Conclusions and implications
Our findings suggest potential clinical benefit for a group at serious risk from their asthma, who utilise a high proportion of costly healthcare resources and, as a result of psychosocial problems, often have difficulty engaging with healthcare services and interventions. The use of registers for these patients may reduce hospitalisations and improve aspects of their care, such as prescribing practice, with no increase in perceived staff workload or costs. This study does not provide conclusive evidence to support the suggestion in current British asthma guidelines1 that asthma risk registers may be helpful. However, it informs how they can be implemented in practice and provides a basis for further research studies.

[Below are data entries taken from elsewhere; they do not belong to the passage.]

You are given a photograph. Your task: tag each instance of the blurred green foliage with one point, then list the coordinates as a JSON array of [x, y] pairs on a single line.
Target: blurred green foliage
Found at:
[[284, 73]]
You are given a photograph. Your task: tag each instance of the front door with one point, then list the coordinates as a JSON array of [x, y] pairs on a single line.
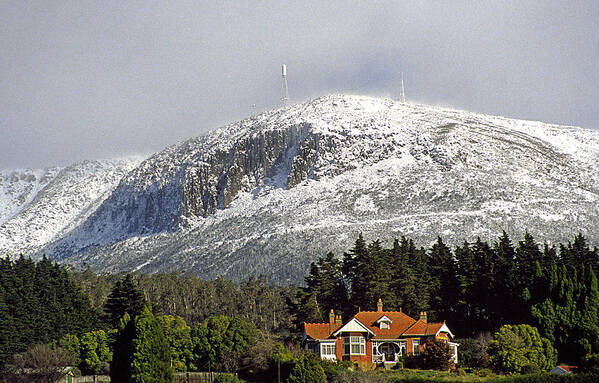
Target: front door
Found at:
[[389, 350]]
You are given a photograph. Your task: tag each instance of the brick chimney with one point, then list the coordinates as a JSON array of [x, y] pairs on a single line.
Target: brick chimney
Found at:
[[331, 320]]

With thanks to Asthma UK for funding, all the practices and their staff involved, patient representatives on the Project Management Group Penny Vicary and Margaret Kent, Dr Shuaib Nasser, Dr Richard Gilbert and Dr John Battersby who served on the Independent Trial Steering Committee, and Database Manager Tony Dyer, Computer Science student Ricardo Ramirez-Gonzalez and Researcher Adam Martin for database development and assistance with database programming and costing respectively.
Funding This study was funded by Asthma UK (Project no. 06/047). Neither the funder nor sponsor had a role in the design, data collection, analysis, interpretation, writing up, or decision to submit for publication, responsibility for which rested solely with the authors.
Competing interests None.
Ethics approval Ethics approval was provided by Norfolk Research Ethics Committee (reference number 06/Q0101/200).
Provenance and peer review Not commissioned; externally peer reviewed.